De enero a junio de 2026, se registraron 182 casos de hackeos y robos por un total de aproximadamente $956 millones. En comparación, el año anterior el número de incidentes fue de 121, y los daños alcanzaron la astronómica cifra de $2,373 mil millones. La conclusión clave aquí es que el aumento en el número de ataques no se correlaciona con un aumento en los daños. Las principales pérdidas financieras ahora se concentran en un círculo reducido de objetivos grandes y cuidadosamente planificados.

Cambio de vector: de la masividad a los golpes selectivos

La causa más frecuente de incidentes fueron las vulnerabilidades en los contratos inteligentes y la lógica de funcionamiento de los protocolos: 85 casos. La compromisión de claves privadas y datos de acceso ocupó el segundo lugar (17 episodios), y los ataques a la cadena de suministro, el tercero (12 casos). Sin embargo, si observamos la distribución de las pérdidas, el panorama cambia radicalmente.

La mayor cantidad de fondos se perdió precisamente debido a ataques a la cadena de suministro: alrededor de $298 millones. El principal catalizador fue un único incidente, pero de gran escala: el hackeo del protocolo Kelp DAO, que provocó pérdidas únicas de casi $292 millones. La investigación vincula este ataque con el grupo Lazarus de Corea del Norte. Las vulnerabilidades en los contratos provocaron pérdidas de $152 millones, y la compromisión de claves, otros $130 millones. Entre los ecosistemas, el más afectado fue Ethereum (ETH), donde el monto de los daños ascendió a aproximadamente $134 millones.
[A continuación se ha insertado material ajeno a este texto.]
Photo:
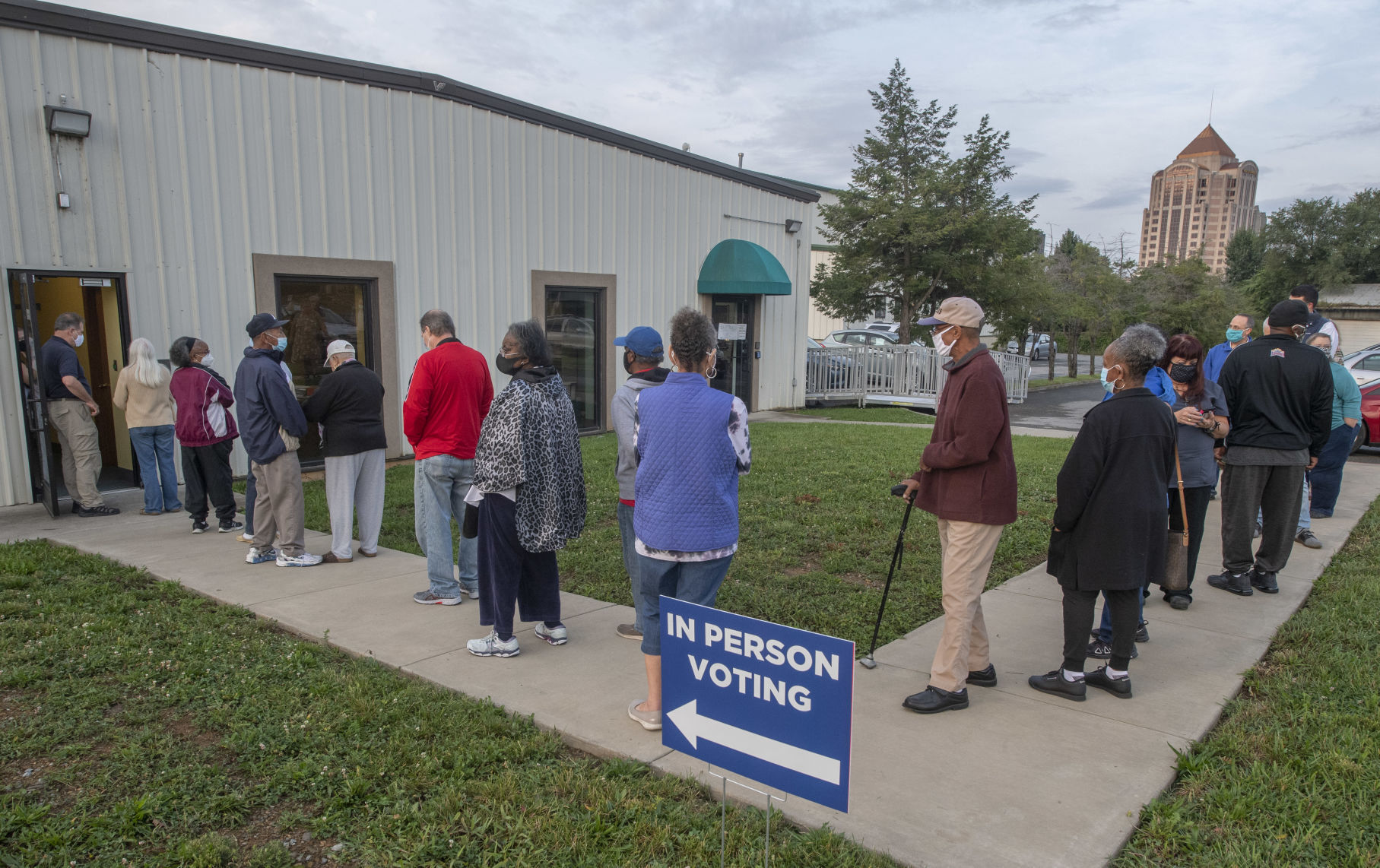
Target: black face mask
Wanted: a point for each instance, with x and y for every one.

La inteligencia artificial como nueva arma

Los analistas también señalan el rápido crecimiento del papel de la inteligencia artificial en las ciberamenazas. La IA simplifica la realización de phishing y ataques automatizados, y los atacantes la utilizan activamente en todas las etapas, desde la generación de código hasta la elaboración de escenarios de ingeniería social.

Uno de los ejemplos más destacados es el ataque a la cadena de confianza de un agente de IA. En mayo de 2026, un hacker realizó un airdrop de NFT que otorgaba acceso a transferencias con derechos ampliados, y luego envió un mensaje en código Morse al chatbot Grok. El bot lo interpretó como una orden oculta para transferir fondos. El agente comercial BankrBot, involucrado en esta cadena, consideró el resultado seguro y transfirió aproximadamente $175,000 a direcciones off-chain. Esto se clasifica como un ataque a la cadena de confianza de un agente de IA, cuando una orden maliciosa pasa a través de eslabones que confían entre sí.

Mi opinión experta: Estamos presenciando un cambio fundamental. El número de ataques aumenta, pero el ticket promedio disminuye; esto indica que la protección se está volviendo más efectiva para proyectos pequeños y medianos. Sin embargo, la principal amenaza ahora proviene de grupos profesionales y bien financiados que utilizan la IA para golpes selectivos contra grandes protocolos y elementos de infraestructura. Los equipos de seguridad enfrentan una doble tarea: contener el flujo de ataques pequeños y, al mismo tiempo, construir defensas contra ataques complejos y de múltiples etapas que utilizan IA.